L'histoire :
En son château de Rome, en l’an 1440, le pape Eugène IV s’apprête à recevoir l’émissaire du nouveau patriarche de Constantinople, Dorothée de Mitylène. Eugène IV a une stratégie pour faire bonne impression et d’asseoir sa légitimité sur la chrétienté, au détriment de son rival Félix V, antipape proclamé par le concile de Bâle. Il a en effet fait venir différents artistes, parmi les meilleurs de leurs disciplines, pour éblouir l’émissaire de l’Eglise orthodoxe. Ainsi, le scénographe Jhen Roques voyage-t-il au même moment en compagnie du portraitiste Jean Fouquet, de Filarete l’architecte de Florence, de la chanteuse et musicienne Angéline de Waldo et du frère de cette dernière, sous bonne escorte de Biondo. Cependant, alors que l’entente est cordiale entre Jhen, Fouquet et Filarette, la fratrie de Waldo se tient à l’écart et globalement antipathique. Angéline et Athanasius s’isolent même pour « travailler leurs gammes ». En réalité, le frère et la sœur participent d’un complot fomenté par un énigmatique moine encapuchonné au service de Félix V. L’étui de leur luth cache notamment une arbalète de précision. Et les talents d’Angéline pour se servir de cette arme n’ont d’égaux que sa voix enchanteresse…

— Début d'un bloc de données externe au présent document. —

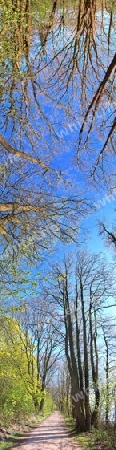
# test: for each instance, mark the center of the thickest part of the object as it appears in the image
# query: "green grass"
(13, 438)
(95, 439)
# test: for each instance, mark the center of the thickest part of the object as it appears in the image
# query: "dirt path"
(51, 434)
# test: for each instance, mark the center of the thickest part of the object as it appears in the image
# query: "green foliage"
(100, 438)
(16, 387)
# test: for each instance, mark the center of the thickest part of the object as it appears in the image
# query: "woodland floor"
(51, 434)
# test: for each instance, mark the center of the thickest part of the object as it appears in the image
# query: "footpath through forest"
(51, 434)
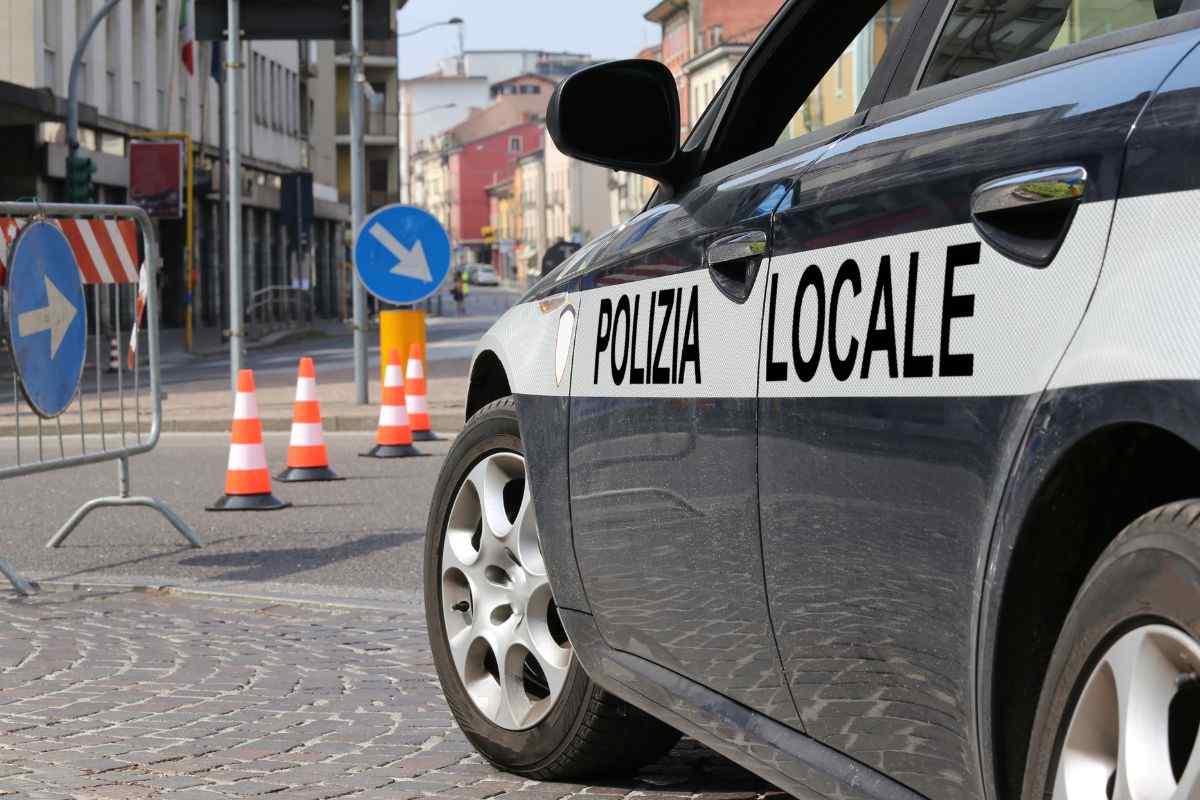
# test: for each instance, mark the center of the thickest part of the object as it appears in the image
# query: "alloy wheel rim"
(502, 625)
(1133, 729)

Ce qu'on en pense sur la planète BD :
Voilà donc Jhen embarqué dans un complot ourdi par un faux pape contre le vrai pape. En effet, en 1439, le concile de Bâle a élu second pape Félix V (le duc de Savoie, Amédée VIII), rival à Eugène IV, dans le but de fusionner les schismes d’orient et d’occident. Hélas, la manigance authentique a été de courte durée (10 ans). La présente intrigue débute dans ce contexte, en 1440, lors d’une visite d’un émissaire de Constantinople à Rome. Désireux d’accueillir ce dernier en grandes pompes, Eugène IV mande des artistes de renom, dont le scénographe et architecte Jhen. Parmi ces artistes, se cache aussi un traître assassin, au service d’un moine au visage caché dans une large capuche… Cet ennemi, un revenant d’un précédent tome, qui a un compte à régler avec Jhen – à l’instar d’Axel Borg dans Lefranc – ambitionne d’assassiner le vrai pape et de faire porter le chapeau à Jhen, pour accomplir sa vengeance. Evidemment, rien ne va se passer comme prévu… et cette conspiration tuyau-de-poêle, qui ne manque pas d’incohérences et de grosses ficelles, va lamentablement foirer. Elle incriminera tout de même passablement le héros, qui devra se dépatouiller pour prouver son innocence. Pour accompagner les gros sabots du scénario, le dessin de Nejib ne manque pas non plus de défauts. Parfois, le style réaliste imposé par le cahier des charges Jacques Martin parait avoir été envoyé à l’imprimeur par fax, tant le détail du trait est saccadé. Parfois, ce sont des erreurs de proportions, de rythme dans l’action ou de logique atroces. Par exemple, le bond que fait Jhen quand il s’évade par une fenêtre (p.34) est inadmissible dans ce registre réaliste… et décrédibilise tous les efforts documentaires de retranscription historiques (dates, personnages, costumes, monuments, mobilier…).